A.B. Ohio Wesleyan, 1868; A.M., 1871; study in Berlin, 1871; A.M., Ph.D. Harvard, 1877.
Instr. Lat. & Gk. Wil-loughby Coll. (Willoughby, OH), 1868-9; prof. Lat. & Gk. Baldwin U., 1869-74; tutor to prof. Gk. Harvard, 1874-1909; founder with L. Packard & T. D. Seymour, College Series of Greek Authors, 1879; founder with C. E. Norton & W. W. Goodwin, AIA, 1879; pres., 1897-1903; co-founder ASCSA, 1881; first chair mng. comm., 1881-7; ann. prof. 1893-4; founder with J. B. Greenough, HSCP, 1890.
"On the Homeric Uses of the Subjunctive and Optative Moods" (Harvard, 1877)
J. H. H. Schmidt, An Introduction to the Rhythmic and Metric of the Classical Languages (Leitfaden in der Rhythmik und Metrik der classischen Sprachen) (trans.) (Boston, 1869); The Oedipus Tyrannus of Sophocles (Boston, 1873); A Series of First Lessons in Greek (Boston, 1876; repr. through 1930); Selections from Xenophon and Herodotus, ed. with W. W. Goodwin (Boston, 1877); Greek and Latin at Sight (Boston, 1878); An Illustrated Dictionary to Xenophon's Anabasis, with M. H. Morgan (Boston, 1892); The First Four Books of Xenophon's Anabasis, ed. with W. W. Goodwin (Boston, 1894); The First Greek Book (Boston & London, 1896); "The Manuscripts of Aristophanes," CP 1 (1906) 1-20, 255-78; "Enoplic Metre in Greek Comedy," CP 2 (1907) 419-43; "The Iambic Trimeter in Menander," CP 4 (1909) 139-61; The Verse of Greek Comedy (London, 1912); The Scholia on the Aves of Aristophanes (Boston & London, 1914).
Scion of an old New England family and long a Harvard professor, White was raised in Ohio, where his father, a minister, moved in 1832. It was also there that he took his first university degrees and held his earliest (and generally forgotten) teaching positions. The publication of his well-received edition of the Oedipus Tyrannus in 1873 led to his appointment as tutor in Greek at Harvard, where he initially concentrated on undergraduate instruction. White is said to have been a dynamic and exacting, but gracious and well-liked teacher, who fostered the notion that students should read widely and at sight in the classical languages. He was also involved in introducing courses in classical civilization which did not require a knowledge of Greek or Latin, and the emphasis he placed on archaeological evidence led him to pioneer the systematic use of slides in the classroom. An enthusiastic hunter, fisherman, and tennis player, he served on and chaired the university's first athletic committee. White edited or co-edited many elementary Greek grammars and readers, and his First Lessons in Greek (based on Xenophon) dominated the American market for well over 50 years. His most famous student was James Loeb, later founder of the Loeb Classical Library. In the late 1890s White began to withdraw from undergraduate teaching and official university duties in order to concentrate on scholarship, and thereafter taught only one or two graduate courses a year, generally in his favorite authors, Aristophanes and Demosthenes. In 1909 he retired from Harvard entirely in order to devote himself to what was to be an exhaustive edition of Aristophanes, including all the scholia. He died having published The Verse of Greek Comedy and Scholia on the Aves.
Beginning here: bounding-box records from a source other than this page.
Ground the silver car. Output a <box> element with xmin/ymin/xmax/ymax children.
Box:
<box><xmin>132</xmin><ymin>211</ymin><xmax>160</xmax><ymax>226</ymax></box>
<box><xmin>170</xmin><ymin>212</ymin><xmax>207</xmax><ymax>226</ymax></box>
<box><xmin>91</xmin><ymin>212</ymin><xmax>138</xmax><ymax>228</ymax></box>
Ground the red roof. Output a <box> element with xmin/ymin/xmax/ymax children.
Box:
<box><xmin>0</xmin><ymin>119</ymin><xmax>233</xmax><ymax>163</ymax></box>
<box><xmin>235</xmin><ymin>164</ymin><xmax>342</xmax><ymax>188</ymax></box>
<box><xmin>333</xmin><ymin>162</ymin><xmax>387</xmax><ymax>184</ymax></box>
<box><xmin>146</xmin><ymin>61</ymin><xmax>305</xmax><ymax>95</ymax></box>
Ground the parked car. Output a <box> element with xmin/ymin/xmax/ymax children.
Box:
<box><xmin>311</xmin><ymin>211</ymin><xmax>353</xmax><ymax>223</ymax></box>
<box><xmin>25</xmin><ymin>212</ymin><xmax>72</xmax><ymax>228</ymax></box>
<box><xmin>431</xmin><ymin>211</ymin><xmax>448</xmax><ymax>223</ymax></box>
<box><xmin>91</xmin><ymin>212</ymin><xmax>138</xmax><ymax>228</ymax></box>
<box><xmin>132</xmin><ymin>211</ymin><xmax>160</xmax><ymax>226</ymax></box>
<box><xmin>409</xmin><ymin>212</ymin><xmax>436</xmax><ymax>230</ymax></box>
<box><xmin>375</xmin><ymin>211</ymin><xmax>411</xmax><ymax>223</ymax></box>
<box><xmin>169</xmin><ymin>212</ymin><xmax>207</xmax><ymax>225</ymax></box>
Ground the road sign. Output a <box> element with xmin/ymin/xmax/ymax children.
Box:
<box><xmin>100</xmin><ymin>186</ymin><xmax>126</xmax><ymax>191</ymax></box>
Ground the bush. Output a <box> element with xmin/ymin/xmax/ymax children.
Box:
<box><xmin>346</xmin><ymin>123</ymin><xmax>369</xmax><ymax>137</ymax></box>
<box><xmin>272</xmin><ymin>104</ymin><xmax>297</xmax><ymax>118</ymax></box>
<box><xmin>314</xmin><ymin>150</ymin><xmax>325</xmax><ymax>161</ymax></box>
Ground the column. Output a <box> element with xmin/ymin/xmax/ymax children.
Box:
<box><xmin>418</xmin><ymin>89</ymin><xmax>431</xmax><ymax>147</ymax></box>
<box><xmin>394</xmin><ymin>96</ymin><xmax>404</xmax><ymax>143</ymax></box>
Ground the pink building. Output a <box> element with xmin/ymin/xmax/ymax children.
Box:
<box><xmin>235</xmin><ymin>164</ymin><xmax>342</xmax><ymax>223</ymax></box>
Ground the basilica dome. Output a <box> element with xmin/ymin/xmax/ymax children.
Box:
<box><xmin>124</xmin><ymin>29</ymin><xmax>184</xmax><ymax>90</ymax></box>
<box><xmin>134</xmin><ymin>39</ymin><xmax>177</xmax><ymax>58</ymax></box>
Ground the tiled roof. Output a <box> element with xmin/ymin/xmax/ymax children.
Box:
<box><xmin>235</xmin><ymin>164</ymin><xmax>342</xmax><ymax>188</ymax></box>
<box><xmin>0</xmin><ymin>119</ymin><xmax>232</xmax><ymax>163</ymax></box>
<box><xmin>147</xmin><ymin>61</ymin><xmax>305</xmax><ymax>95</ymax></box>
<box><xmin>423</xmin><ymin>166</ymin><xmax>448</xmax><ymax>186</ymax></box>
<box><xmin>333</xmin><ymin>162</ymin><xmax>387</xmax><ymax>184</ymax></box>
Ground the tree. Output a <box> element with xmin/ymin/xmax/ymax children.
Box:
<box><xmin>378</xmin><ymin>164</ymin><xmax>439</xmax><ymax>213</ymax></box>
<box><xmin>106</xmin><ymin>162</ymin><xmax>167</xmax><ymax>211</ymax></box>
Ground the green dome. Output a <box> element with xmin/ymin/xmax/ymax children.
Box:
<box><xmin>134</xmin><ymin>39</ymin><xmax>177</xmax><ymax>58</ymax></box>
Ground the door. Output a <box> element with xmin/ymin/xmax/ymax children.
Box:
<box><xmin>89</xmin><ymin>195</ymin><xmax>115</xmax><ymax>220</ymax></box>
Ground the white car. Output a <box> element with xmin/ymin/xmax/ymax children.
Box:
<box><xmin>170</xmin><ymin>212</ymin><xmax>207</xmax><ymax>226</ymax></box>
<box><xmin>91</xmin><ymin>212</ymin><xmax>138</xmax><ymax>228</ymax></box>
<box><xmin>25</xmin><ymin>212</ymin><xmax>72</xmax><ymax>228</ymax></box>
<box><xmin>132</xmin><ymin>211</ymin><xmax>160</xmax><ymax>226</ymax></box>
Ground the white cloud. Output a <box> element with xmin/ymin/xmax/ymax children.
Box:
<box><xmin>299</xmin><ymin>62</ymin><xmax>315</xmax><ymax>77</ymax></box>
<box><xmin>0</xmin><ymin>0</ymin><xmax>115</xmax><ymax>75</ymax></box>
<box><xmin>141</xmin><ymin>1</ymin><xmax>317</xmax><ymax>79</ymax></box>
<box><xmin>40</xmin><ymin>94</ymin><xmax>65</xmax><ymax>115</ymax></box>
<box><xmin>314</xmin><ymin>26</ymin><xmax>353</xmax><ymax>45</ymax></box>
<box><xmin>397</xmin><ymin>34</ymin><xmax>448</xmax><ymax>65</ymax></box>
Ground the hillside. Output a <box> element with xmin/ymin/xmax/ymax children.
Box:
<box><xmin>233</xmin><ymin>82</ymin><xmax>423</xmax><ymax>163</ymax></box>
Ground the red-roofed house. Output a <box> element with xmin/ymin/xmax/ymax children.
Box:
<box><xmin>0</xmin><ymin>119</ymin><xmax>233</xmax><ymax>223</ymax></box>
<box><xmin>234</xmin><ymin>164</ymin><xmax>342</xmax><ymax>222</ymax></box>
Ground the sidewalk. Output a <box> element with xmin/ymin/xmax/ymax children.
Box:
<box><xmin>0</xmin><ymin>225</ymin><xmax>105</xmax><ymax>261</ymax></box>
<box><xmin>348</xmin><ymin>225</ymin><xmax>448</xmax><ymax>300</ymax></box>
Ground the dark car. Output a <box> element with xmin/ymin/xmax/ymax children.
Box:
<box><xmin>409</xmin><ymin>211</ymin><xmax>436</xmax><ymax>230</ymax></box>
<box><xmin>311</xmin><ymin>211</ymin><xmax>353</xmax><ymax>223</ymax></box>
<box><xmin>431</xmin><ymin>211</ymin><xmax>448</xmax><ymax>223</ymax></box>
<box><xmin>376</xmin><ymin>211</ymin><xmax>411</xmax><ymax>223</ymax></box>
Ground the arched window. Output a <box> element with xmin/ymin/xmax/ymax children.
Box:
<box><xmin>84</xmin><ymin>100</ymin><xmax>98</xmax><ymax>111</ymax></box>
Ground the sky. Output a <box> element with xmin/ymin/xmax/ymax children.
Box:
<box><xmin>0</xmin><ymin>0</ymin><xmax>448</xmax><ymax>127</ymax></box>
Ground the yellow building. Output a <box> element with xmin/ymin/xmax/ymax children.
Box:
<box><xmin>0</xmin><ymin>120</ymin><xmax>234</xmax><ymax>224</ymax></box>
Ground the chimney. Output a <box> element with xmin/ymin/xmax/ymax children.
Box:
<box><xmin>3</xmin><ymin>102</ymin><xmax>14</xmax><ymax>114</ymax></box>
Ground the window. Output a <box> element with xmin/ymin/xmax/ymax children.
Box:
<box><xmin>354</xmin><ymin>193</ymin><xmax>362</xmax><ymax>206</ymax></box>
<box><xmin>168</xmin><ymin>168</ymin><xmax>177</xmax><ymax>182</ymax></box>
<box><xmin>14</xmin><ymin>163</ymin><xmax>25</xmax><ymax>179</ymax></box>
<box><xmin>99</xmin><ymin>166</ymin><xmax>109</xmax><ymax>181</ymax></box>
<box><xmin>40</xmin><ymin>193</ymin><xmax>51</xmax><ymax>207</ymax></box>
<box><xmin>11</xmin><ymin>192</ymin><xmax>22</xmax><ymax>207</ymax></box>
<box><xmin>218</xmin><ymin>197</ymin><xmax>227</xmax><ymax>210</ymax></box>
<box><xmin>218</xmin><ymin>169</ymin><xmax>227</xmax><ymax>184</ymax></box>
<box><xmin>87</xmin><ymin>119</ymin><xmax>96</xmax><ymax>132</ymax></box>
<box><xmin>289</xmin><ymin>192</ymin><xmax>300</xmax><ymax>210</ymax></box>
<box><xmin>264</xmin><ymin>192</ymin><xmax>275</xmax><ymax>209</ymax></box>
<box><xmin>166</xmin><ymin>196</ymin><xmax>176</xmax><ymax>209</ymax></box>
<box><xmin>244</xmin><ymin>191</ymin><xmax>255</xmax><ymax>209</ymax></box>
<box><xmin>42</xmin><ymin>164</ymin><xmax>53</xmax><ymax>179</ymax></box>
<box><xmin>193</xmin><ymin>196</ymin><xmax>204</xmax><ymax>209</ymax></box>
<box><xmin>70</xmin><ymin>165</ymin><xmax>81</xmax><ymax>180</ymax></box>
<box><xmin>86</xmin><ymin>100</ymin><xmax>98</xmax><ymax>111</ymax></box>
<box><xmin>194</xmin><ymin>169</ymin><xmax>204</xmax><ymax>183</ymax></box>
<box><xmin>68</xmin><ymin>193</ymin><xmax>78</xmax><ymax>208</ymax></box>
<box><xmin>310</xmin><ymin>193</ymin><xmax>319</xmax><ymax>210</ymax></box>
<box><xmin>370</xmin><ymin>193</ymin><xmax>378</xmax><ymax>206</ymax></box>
G. H. Chase, Harvard Graduates Magazine 26 (1917) 42-4; Charles Burton Gulick, DAB 20:112-3; W. G. Hale, CJ 12 (1916-7) 585-7 (portrait 560); Harvard Alumni Bulletin 19 (1917) 628-9; Harvard University Gazette 12 (9 June 1917) 177-8; L. E. Lord, A History of the American School of Classical Studies at Athens (1882-1942): An Intercollegiate Project (Cambridge, 1947) 1-48 (with photograph); S. E. Monson, The Development of Harvard University (Cambridge, 1930), 44-5; NatCAB 12:352; NYTimes (10 May 1917) 13; J. R. Wheeler, AJA 21 (1917) 202-4; A. L. White, Genealogy of the Descendents of John White of Wenham and Lancaster, Massachusetts 1638-1900 (Haverhill, MA, 1900) 2:503-4, 508; for his 1881 undergraduate production of OT, perhaps the first such revival in the United States, see Henry Norman, An Account of the Harvard Greek Play (Boston, 1882).